Will Smith followed with a pinch-hit flare to left-center field, but Rockies shortstop Ezequiel Tovar raced back and made a super over-the-shoulder catch for the second out. Muncy then took a 3-and-1 sinker down and in for ball four, forcing Heyward home with a run that gave the Dodgers a 2-1 lead.
“There are so many different ways to win a game, and that last inning for us proved it,” Muncy said. “We had a bunch of guys just taking good at-bats and trying to string some things together and not let the moment get too big.”
Rockies left-hander Ty Blach, a sinker specialist with a funky, rapid-fire delivery, blanked the Dodgers on two hits through six innings before leaving a full-count slider up and in to Muncy, who hit a towering homer to right field — his 28th of the season — to lead off the bottom of the seventh, tying the score 1-1.
“I was trying to get underneath it,” Muncy said. “His sinker was working well tonight, he was locating it, and I just kept beating it into the ground to the right side. So I was trying to just get underneath it and try to make something happen.”

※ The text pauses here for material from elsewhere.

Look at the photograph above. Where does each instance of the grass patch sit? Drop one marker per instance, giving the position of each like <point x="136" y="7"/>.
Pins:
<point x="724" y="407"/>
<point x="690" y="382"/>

Muncy said he doesn’t consider himself to be an all-or-nothing hitter, but his stat line tells a different story — he has more homers (28) than singles (26) this season.
“Yeah, it’s weird,” Muncy said. “Obviously, I’ll never complain about the homers, but I’m not real proud of that one.”
Kershaw blanked a Rockies lineup that was hollowed out by the trade-deadline departures of C.J. Cron and Randal Grichuk on two hits through four innings, striking out Michael Toglia looking at a 74-mph curve and Elehuris Montero looking at a rare 85-mph changeup to end the second and retiring the side in order in the fourth.
He needed just four pitches to retire Trejo and Toglia on ground balls for the first two outs of the fifth but left an 85-mph slider up and over the outer half of the plate to Montero, who drove it 396 feet into the left-center field pavilion for his fourth homer of the season and a 1-0 Colorado lead.
“It’s good to be at Dodger Stadium again — I don’t take for granted those opportunities,” Kershaw, 35, said. “To get through five [innings] is good, and hopefully the leash keeps getting lengthened as I go and I get back to a normal pitch count here soon.”